俺がこんなにも苦労しているというのに、コイツ!
俺は怒りの余りノアに迫る。
「いや、そうでもないよトマコ」
「あえ!?」
後ろから襟を引っ張られ首が閉まる私。
「強い思考が流れてくる、ということは相手の戦略だけでなく、感情も流れてくる。それこそ消極的な相手だったとしたら、消極性が伝染してこちらの戦力が削がれる」
「そんな奴は、初戦で当たるくらいだろ!それ以上の回戦まで行くと消極的な奴はいねぇわよ!」
「確かに、そうだ。でも、
心が読める
くらいで勝てるほどグラデュエルは甘くないよ。
ついでに言っておくと、僕の家系は代々裁量者なんだ。だからこのグラデュエルが如何に公平でズルしようのないものかを知っている」
「な!」
ユートまで!!
「落ち着いて聞いてくれトマコ。これは姉さんから聞いた話なんだけど、グラデュエルを勝ち進むにつれて、強い思いを持つ者ほど負けていくらしいんだ」
「なんじゃそりゃ!?そんなん無理ゲーじゃんか!
思いが強い奴が勝つのがグラデュエルじゃねえのかよ!」
言葉を振り回して問う。
「でも現に僕の姉さんは裁量者になれた。

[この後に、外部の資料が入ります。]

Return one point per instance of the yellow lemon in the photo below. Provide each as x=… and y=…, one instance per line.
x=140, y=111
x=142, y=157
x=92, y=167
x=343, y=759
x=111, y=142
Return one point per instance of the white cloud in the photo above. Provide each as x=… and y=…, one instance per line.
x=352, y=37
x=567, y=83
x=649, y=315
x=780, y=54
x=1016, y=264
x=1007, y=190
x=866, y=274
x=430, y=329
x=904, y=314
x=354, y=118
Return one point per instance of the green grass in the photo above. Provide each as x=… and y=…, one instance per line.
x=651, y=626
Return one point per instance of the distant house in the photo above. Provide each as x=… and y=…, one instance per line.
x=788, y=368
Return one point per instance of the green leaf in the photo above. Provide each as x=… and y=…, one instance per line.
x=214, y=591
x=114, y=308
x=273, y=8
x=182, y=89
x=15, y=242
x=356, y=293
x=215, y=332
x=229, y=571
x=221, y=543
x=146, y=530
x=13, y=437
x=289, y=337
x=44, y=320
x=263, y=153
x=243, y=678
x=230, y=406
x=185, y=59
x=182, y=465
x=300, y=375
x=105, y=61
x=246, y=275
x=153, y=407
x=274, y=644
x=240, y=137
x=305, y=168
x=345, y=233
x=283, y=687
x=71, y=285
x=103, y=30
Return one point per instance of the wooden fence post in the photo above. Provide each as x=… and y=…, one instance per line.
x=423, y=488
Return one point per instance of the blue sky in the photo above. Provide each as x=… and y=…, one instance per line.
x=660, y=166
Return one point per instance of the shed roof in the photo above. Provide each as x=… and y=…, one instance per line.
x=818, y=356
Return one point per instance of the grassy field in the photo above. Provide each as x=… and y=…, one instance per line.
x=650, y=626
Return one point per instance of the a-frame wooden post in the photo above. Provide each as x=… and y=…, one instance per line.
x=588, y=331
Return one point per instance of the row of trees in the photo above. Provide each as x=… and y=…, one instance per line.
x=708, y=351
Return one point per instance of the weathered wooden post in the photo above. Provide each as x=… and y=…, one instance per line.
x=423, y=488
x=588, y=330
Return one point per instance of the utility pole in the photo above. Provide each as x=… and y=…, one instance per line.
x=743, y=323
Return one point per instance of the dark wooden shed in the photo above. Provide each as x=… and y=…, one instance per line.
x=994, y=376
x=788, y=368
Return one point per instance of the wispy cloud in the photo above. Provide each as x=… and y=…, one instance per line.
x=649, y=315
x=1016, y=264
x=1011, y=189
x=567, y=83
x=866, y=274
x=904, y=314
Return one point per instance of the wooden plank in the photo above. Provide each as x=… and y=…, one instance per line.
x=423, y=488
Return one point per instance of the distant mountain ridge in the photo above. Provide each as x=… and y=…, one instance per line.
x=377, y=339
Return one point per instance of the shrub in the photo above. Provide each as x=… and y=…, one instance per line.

そしてこのご時世で画家になったんだ。ということは、まだ僕たちの知らない何かがグラデュエルにはあるはずなんだ。
そしてもちろん、偏屈な裁量者らしく、僕にはそれがなんなのか教えてくれなかったよ」
「マジ、かよ…」
強敵であるキールを倒し、ミーンが一歩覚醒したと思ったら、また袋小路に入ってしまった…。
3日後。グラデュエルの二回戦の相手が決まった。